WASHINGTON — One of the nation’s leading medical researchers joined the Food and Drug Administration on Monday, taking on the agency’s No. 2 leadership job at a critical juncture for prescription drugs, medical devices and tobacco products.
Dr. Robert Califf comes to the job of FDA deputy commissioner after more than 30 years as a researcher and administrator at Duke University. But Califf, 63, is no stranger to FDA issues. For years he served on committees that advise the FDA on scientific and medical matters. And he was considered for the agency’s top job at least twice, under the administrations of Presidents George W. Bush and Barack Obama.
The timing of his appointment has raised speculation that he may eventually be nominated to lead the agency. The week after announcing Califf’s new position, FDA Commissioner Margaret Hamburg said she would be leaving the agency after nearly six years on the job.
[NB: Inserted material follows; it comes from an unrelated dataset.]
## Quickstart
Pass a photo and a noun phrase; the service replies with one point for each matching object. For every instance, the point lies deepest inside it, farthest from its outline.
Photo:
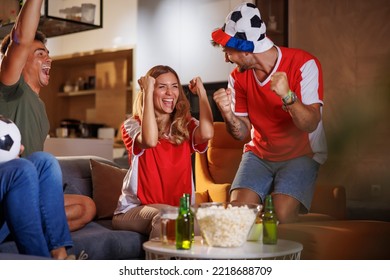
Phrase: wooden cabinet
(106, 102)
Currently, the FDA’s chief scientist is serving as acting head of the agency.
A leading expert in cardiology and medical study design, FDA watchers say Califf would be a natural fit for the job.
“In terms of running clinical trials, there’s nobody better in cardiovascular medicine than Rob Califf,” says Ira Loss, an industry analyst. “So why not put the best guy out there in charge?”
Regardless of his job title, Califf will inherit a raft of projects and potential challenges, including unfinished tobacco regulations and proposals from Republican lawmakers focused on streamlining product reviews. Here’s a look at what awaits the FDA’s newest leader:
With oversight of drugs and medical devices, Califf will need to respond to legislation from Congress designed to accelerate approvals for those products. A nearly-400 page draft bill released by House Republicans in January includes dozens of proposals designed to streamline FDA reviews, such as allowing the agency to approve drugs based on early-stage research. Such proposals, backed by industry, could shave years off product development times, boosting company profits.
Califf’s work at Duke’s Translational Medicine Institute has focused on new approaches to structuring clinical trials. A presentation he delivered last May advocates “disrupting clinical research,” suggesting he might be open to some of the proposals for remaking drug and device regulations. But FDA watchers say Califf will need to work with Congress to identify which ideas have scientific merit.
“I think Califf will be good to give the real world opinion to these guys who are listening mostly to industry,” said Loss.
Another challenge will be making sure Congress funds whatever new duties it assigns the FDA. For years, FDA scientists have taken on increasing responsibilities with few additional resources. For instance, the FDA is now implementing new regulations for compounding pharmacies, specialty businesses that were previously outside FDA’s jurisdiction. Though the additional oversight is expected to cost $25 million, the agency has not received any new funds to carry out this work.
“It’s coming to the point where you can’t run the agency anymore if you’re getting new responsibilities but without additional funding,” said Wayne Pine, a former FDA official who now consults for Apco Worldwide, a public relations firm.
Many of the biggest challenges are still ahead on the agency’s efforts to regulate tobacco. The FDA must assess the science for what would best improve public health, but it cannot ban nicotine or cigarettes outright.
While the FDA has made some progress since it was granted authority to regulate the industry in 2009, it has yet to issue final regulations on popular electronic cigarettes, as well as cigars, hookah, nicotine gels, pipe tobacco and dissolvable tobacco.
Last April, the FDA for the first time proposed a set of regulations for e-cigarettes, including banning sales to minors and requiring health warning labels, as well as approving new products. The agency has said its proposal sets a foundation for regulating the products, but the rules wouldn’t immediately ban the wide array of flavors or styles of e-cigarettes or curb marketing. There’s no timetable for the final rules.
The industry also is awaiting the agency’s newest proposals for graphic warning labels for cigarette packs, the first of which were shot down by legal challenges. The FDA also is continuing to evaluate the public health impacts of menthol cigarettes.
The agency faces an April deadline to submit reports to Congress on the public heath impact of raising the minimum tobacco purchase age to over 18, and how well the public understands the health consequences of using tobacco products. It’s also in the middle of evaluating a request by smokeless tobacco maker Swedish Match to certify its General-branded pouches of tobacco as less harmful than cigarettes under the agency’s “modified risk” tobacco product application process.